By Fletcher Word
Sojourner’s Truth Editor
As Toledo City Councilwoman Cecelia Adams, PhD, is on her way out, a new city department is on the way in – a city department that the councilwoman has spent a considerable amount of time developing during her short time on Council.
The Department of Parks and Youth Services is in the development phase as funds have been set aside to provide the salaries for the second half of 2021 for “highly qualified staff members,” says Adams who will plan and organize programming in the critical areas of parks, recreation, youth services and educational engagement/workforce development.
A director and three commissioners will oversee the planning phase by developing “a comprehensive strategy for each division,” says Adams. “We need people who know how to do the job – experienced individuals.”
The correct name for the new project, says Adams, is “Creating the Department of Parks and Youth Services” while the actual department is still in the development phase.
The creation of the project and the new department to follow has not been without a certain amount of controversy. Adams had proposed the department back in March and it was approved by her council colleagues but vetoed by Mayor Wade Kapszukiewicz due to a legal process issue. Several council members switched their votes in order to uphold the mayor’s veto. So she went back to the drawing board, worked with the administration and sorted out the issues that caused the veto.
Now instead of a Department of Parks, Recreation, Youth Services and Educational Engagement, a Department of Parks and Youth Services will come into being – although recreation, youth services, educational engagement and workforce development will all be part of the new department.

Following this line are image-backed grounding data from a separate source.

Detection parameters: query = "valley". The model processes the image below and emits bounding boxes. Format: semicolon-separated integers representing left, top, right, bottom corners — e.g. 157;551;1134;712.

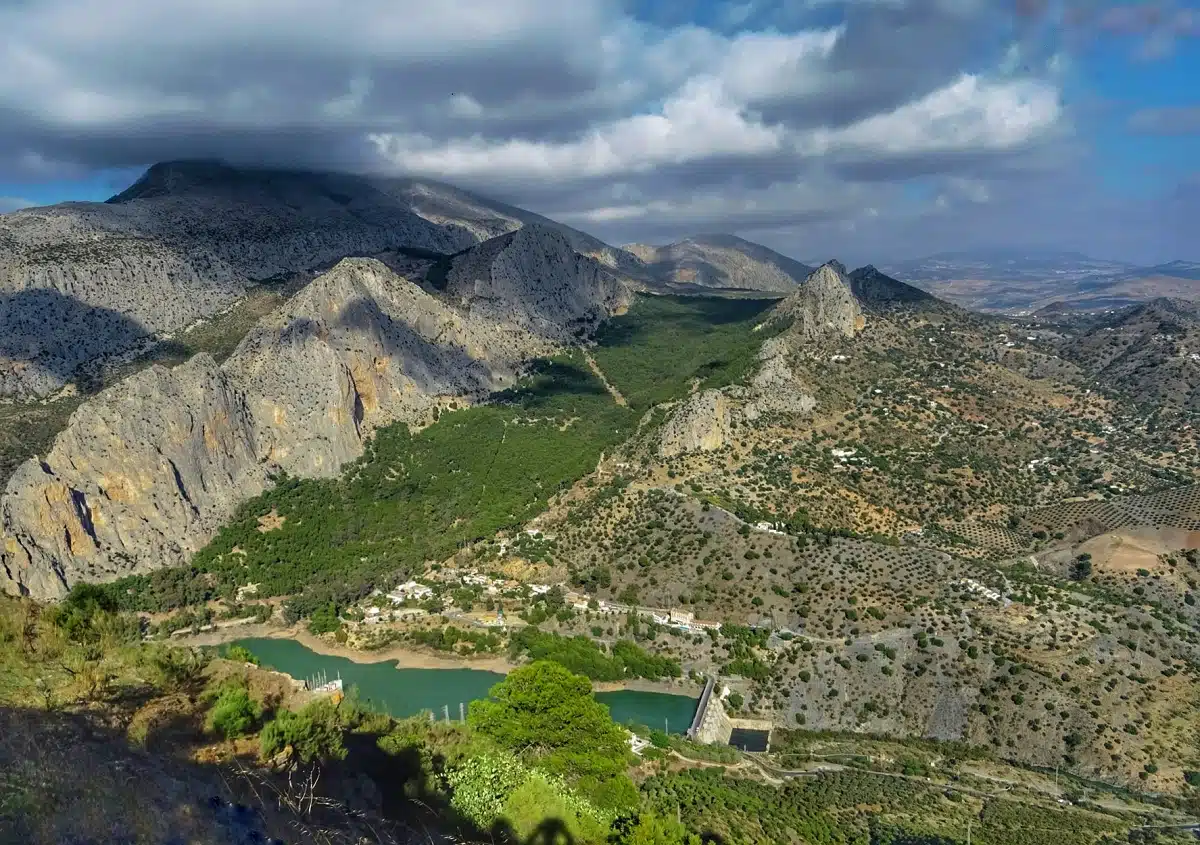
1;162;1198;845
43;272;1198;792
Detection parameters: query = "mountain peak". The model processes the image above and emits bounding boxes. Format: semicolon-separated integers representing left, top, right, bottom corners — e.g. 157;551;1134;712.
848;264;937;307
770;261;863;341
107;159;246;202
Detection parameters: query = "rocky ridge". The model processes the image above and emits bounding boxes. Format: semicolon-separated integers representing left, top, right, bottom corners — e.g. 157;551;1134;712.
1;229;630;599
623;234;812;293
656;262;863;457
0;161;647;399
767;261;866;341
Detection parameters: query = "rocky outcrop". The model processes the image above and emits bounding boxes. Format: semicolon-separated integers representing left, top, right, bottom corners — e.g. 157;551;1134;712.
768;262;865;341
1;356;269;595
658;390;734;458
624;234;810;293
743;335;817;419
1;229;630;599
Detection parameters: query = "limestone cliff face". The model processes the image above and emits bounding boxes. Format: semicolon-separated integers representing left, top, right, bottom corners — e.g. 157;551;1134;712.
658;390;734;458
1;356;267;597
769;262;865;342
1;229;630;599
444;225;631;342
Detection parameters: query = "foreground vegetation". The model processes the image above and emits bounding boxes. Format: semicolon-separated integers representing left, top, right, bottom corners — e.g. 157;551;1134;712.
2;593;1194;845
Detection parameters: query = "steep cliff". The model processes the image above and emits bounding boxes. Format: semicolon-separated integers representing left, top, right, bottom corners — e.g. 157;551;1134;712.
1;161;643;399
767;262;865;342
1;229;630;599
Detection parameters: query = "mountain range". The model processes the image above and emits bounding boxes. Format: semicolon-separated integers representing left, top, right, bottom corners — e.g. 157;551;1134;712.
1;160;1198;791
0;162;818;402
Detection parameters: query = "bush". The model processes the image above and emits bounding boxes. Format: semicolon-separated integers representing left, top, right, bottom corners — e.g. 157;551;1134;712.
260;699;347;763
205;681;262;739
611;812;702;845
222;644;259;665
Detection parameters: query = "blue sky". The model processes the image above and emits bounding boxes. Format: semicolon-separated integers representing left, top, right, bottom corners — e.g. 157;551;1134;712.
0;0;1196;264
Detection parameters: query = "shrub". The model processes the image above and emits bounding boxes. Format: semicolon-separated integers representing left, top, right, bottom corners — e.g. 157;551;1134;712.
205;681;262;739
222;644;259;665
260;699;346;763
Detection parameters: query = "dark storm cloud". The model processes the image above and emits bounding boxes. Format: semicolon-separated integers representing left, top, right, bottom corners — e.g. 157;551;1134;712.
0;0;1188;263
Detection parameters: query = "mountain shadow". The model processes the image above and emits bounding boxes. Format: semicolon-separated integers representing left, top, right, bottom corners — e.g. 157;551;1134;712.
0;703;583;845
0;289;157;398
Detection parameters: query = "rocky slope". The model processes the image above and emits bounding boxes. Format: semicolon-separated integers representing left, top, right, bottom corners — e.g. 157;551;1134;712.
442;225;629;342
0;161;644;399
1056;297;1200;408
1;229;630;600
624;234;811;293
765;261;865;341
382;178;647;278
655;262;860;458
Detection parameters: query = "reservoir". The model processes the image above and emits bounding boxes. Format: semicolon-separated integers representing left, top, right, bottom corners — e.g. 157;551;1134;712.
234;637;700;734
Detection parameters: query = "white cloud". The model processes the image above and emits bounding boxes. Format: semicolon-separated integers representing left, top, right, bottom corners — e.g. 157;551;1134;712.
7;0;1183;262
804;75;1060;159
370;77;786;181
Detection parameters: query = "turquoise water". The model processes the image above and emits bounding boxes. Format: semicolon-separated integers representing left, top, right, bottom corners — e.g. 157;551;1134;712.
235;637;699;733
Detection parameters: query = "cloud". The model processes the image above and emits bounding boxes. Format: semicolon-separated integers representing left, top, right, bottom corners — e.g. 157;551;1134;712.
1128;105;1200;135
0;0;1189;263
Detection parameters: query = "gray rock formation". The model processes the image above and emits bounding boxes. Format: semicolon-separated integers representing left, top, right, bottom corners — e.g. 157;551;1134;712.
1;356;268;597
384;179;647;279
1;160;644;399
847;264;937;308
658;390;734;458
768;262;865;341
2;229;631;600
624;234;810;293
444;225;629;343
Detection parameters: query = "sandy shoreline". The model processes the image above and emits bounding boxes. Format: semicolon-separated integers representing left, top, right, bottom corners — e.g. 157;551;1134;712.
173;623;701;698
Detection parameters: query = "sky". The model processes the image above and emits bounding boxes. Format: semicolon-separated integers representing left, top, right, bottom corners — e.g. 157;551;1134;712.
0;0;1196;266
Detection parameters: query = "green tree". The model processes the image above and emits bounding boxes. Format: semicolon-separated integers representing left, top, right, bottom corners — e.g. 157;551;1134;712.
468;661;634;809
50;583;122;643
205;681;263;739
222;644;260;665
611;813;702;845
307;602;342;635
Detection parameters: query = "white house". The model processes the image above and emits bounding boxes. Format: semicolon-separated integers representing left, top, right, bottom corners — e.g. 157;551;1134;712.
387;580;433;603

The major structural change in her new proposal is that park maintenance will remain with the Department of Public Services.
Adams, an educator by profession and choice and an elected official who was drafted and cajoled into her current situation, has clearly identified what she can do to improve the lives of the city’s youth.

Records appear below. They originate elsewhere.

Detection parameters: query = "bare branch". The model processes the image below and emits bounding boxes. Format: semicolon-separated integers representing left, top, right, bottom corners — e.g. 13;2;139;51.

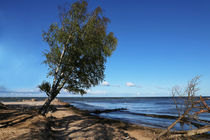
155;76;210;139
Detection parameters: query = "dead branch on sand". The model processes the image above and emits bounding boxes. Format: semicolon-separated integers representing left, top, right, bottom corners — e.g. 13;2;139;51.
168;125;210;139
154;76;210;140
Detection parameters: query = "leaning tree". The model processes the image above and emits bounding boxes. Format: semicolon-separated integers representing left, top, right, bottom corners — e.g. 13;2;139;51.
38;0;117;115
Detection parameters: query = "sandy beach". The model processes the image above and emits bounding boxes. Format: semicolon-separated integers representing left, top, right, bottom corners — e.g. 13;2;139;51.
1;99;209;140
0;99;162;140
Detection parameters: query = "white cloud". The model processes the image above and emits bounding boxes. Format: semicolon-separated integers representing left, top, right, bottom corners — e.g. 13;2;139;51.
0;87;46;97
0;87;40;94
0;91;47;97
101;81;120;87
15;88;39;93
126;82;135;87
126;82;141;88
86;89;107;95
101;81;110;86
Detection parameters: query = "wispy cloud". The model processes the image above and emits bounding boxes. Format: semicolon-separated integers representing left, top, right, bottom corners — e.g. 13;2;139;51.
0;86;45;97
101;81;120;87
101;81;110;86
126;82;141;88
154;86;171;91
0;85;7;92
15;88;40;93
126;82;135;87
155;86;165;90
86;89;107;95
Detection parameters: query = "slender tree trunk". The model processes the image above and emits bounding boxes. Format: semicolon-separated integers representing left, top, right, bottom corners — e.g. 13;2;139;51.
39;93;57;115
39;46;67;116
39;74;66;116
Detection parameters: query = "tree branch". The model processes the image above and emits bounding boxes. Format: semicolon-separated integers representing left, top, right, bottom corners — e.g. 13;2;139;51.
169;125;210;138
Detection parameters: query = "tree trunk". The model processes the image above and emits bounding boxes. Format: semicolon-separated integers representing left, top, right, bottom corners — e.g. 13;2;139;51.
39;94;56;115
169;125;210;138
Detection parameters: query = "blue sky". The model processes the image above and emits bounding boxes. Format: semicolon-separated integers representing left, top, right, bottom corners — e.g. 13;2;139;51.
0;0;210;97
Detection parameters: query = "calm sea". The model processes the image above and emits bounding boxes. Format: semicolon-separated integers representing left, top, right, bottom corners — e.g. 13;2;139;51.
1;97;210;130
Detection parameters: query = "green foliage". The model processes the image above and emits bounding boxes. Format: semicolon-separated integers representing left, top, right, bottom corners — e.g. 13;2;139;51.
38;81;51;96
39;0;117;96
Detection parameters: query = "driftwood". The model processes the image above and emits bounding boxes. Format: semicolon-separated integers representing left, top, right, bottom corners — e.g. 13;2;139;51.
169;125;210;139
154;96;210;140
195;96;210;114
129;111;209;128
154;107;192;140
154;77;210;139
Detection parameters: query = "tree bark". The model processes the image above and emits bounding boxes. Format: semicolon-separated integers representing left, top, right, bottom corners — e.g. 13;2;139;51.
39;94;57;115
169;125;210;138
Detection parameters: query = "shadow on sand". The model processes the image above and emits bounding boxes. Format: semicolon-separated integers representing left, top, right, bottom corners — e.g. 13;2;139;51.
46;113;135;140
0;108;36;128
0;106;136;140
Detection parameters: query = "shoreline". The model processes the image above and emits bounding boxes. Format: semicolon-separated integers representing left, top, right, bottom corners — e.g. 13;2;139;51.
0;99;161;140
0;99;209;140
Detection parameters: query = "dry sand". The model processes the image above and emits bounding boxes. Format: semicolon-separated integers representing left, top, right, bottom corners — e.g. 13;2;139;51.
0;99;162;140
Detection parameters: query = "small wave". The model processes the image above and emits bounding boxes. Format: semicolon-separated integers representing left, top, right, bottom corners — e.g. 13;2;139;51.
122;110;178;120
70;102;102;111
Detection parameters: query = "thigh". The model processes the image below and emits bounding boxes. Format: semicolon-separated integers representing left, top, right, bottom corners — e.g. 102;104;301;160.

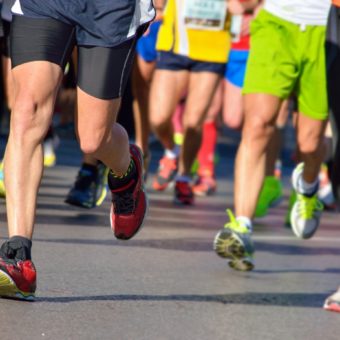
77;35;138;100
183;71;221;127
133;55;156;85
223;79;244;129
149;68;189;123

“We want robust internships and apprenticeships,” she insists. “We want to support youth academically. We have all these professionals everywhere – doctors, lawyers, teachers, accountants – we want to get the kids prepared.”

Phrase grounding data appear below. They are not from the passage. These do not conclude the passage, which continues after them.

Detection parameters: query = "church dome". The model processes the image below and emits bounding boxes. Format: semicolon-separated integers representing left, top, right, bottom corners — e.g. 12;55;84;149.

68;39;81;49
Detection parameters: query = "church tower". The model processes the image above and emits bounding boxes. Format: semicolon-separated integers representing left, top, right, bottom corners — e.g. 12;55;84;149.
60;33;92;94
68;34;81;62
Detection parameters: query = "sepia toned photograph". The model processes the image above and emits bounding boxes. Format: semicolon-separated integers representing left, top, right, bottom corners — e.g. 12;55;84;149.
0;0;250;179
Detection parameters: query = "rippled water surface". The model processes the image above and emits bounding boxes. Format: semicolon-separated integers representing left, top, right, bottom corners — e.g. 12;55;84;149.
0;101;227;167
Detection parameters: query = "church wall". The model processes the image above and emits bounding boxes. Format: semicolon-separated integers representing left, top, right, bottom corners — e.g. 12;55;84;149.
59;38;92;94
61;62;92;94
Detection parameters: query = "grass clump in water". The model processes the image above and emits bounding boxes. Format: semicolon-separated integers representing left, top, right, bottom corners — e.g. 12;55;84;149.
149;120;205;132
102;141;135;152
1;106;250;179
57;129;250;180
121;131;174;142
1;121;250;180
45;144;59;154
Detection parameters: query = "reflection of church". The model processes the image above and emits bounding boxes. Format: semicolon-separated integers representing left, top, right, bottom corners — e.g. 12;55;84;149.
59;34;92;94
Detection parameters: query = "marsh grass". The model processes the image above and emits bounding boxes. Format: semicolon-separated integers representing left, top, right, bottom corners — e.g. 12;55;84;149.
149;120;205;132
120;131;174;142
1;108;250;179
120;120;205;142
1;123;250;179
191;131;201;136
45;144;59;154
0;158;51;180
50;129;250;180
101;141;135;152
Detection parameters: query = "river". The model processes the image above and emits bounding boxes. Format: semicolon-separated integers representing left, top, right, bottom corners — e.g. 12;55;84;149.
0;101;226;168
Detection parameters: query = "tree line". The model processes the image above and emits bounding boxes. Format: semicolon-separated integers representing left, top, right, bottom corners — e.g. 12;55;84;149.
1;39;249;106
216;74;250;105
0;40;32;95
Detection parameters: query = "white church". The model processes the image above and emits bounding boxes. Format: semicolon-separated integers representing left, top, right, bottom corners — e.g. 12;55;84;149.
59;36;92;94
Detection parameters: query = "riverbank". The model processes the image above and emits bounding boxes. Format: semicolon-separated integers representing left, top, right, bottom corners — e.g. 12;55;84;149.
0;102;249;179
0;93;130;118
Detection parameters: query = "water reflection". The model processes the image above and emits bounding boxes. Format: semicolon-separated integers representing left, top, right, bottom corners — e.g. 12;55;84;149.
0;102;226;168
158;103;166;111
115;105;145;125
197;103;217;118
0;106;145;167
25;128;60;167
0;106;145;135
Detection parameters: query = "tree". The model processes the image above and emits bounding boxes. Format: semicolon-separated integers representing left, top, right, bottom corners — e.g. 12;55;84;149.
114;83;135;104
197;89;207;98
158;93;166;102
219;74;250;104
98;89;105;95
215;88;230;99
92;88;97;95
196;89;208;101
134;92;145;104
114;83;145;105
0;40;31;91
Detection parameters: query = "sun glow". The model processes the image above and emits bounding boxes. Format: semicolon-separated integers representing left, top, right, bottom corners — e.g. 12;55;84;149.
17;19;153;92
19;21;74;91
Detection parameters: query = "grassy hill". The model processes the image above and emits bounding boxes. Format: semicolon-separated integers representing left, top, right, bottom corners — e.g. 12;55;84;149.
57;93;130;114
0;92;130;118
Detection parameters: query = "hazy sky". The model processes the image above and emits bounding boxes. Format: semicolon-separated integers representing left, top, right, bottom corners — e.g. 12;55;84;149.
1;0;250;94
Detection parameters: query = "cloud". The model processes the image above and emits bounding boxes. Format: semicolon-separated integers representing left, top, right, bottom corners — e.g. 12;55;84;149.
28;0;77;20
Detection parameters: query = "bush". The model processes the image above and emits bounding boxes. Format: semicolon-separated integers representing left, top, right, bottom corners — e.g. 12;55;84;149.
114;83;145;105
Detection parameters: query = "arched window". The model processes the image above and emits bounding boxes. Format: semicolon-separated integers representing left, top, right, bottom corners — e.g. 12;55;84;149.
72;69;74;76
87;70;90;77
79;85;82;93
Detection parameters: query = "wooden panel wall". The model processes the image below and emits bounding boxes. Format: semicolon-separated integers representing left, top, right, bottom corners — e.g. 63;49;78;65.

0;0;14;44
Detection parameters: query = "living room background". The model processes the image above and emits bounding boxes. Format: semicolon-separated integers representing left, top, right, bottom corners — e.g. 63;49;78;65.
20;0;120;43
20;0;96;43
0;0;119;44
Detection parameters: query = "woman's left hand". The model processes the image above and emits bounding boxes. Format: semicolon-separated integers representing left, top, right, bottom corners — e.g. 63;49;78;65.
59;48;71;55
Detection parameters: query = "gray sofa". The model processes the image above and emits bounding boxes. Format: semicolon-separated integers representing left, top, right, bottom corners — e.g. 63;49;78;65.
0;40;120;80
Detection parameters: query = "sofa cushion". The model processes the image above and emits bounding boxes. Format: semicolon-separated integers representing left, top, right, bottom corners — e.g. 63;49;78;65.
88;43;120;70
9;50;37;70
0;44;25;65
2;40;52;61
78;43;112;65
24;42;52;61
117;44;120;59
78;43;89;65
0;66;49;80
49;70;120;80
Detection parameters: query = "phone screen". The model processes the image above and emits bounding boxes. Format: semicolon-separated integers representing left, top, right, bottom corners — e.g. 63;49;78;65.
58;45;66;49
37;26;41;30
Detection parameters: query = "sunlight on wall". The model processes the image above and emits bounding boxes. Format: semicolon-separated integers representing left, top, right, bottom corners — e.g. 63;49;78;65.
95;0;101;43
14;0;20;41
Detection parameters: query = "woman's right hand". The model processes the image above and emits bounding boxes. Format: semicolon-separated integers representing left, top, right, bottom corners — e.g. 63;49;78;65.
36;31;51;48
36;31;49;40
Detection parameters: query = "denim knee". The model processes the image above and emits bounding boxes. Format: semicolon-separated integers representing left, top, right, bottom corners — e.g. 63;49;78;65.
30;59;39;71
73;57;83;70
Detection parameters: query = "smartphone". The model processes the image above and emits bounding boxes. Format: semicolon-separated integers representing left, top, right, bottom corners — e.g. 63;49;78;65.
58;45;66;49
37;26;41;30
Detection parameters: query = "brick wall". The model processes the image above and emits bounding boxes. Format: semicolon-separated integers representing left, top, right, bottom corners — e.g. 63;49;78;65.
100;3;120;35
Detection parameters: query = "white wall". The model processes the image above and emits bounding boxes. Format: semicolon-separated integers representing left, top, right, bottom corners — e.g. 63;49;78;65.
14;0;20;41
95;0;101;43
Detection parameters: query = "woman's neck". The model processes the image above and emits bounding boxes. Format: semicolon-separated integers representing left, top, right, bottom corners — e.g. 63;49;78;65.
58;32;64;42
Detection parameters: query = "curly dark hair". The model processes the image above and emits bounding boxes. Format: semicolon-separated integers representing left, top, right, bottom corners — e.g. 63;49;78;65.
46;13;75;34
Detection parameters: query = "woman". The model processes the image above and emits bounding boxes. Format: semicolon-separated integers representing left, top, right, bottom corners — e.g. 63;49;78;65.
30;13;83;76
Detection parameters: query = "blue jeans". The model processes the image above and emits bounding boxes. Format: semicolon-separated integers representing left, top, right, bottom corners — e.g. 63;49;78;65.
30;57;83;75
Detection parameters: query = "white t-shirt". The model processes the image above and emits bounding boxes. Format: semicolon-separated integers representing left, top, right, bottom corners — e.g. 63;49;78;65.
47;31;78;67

The new department is also expected to work cooperatively with other city organizations that are in the business of helping youth, particularly with educational attainment.
“We need the department to pull in all these other organizations and coordinate their efforts – we need the weight of the city behind these other organizations and to sustain them.”
Adams, a Toledo native and daughter of the esteemed Samantha Adams, attended Scott High School, graduated from Bowsher, earned her bachelor’s degree from the former Mary Manse College and three graduate degrees, including her doctorate, from the University of Toledo.
She taught science for 14 years in the Toledo Public Schools district before moving into administration, eventually becoming assistant superintendent for middle schools.
After her retirement, Adams was persuaded to join the Toledo Board of Education to replace the departing Jack Ford. Reluctantly, she recalls, she accepted and then was persuaded to run for election to remain on the board.
In 2015, after the death of Jack Ford, then a Toledo city councilman, she was persuaded to replace Ford on council – a replacement voted on by the council members. She once more reluctantly agreed. In 2017, she won election in her own right, doing so with the intention of serving only one full term.
Now in 2021, she has declined to run for re-election, in large part because she believes that she has accomplished on Council, what she had intended to accomplish. Because of legislation, or the collaborative efforts with other organizations, that she has introduced or supported on Council, she takes pride in a number of successes: the end of certain types of discrimination due to appearance, the end of pay day lending proliferation, the establishment of the EMT certification for Toledo students via Owens Community College, a program of study for 10 to 12 graders that credentials them in public safety.
And the creation of this new department, given her concern for education and the well-being of youth, is undoubtedly her crowning achievement.
“I’ve done what I was asked to do and I am proud of legislation I have helped pass,” she reflects.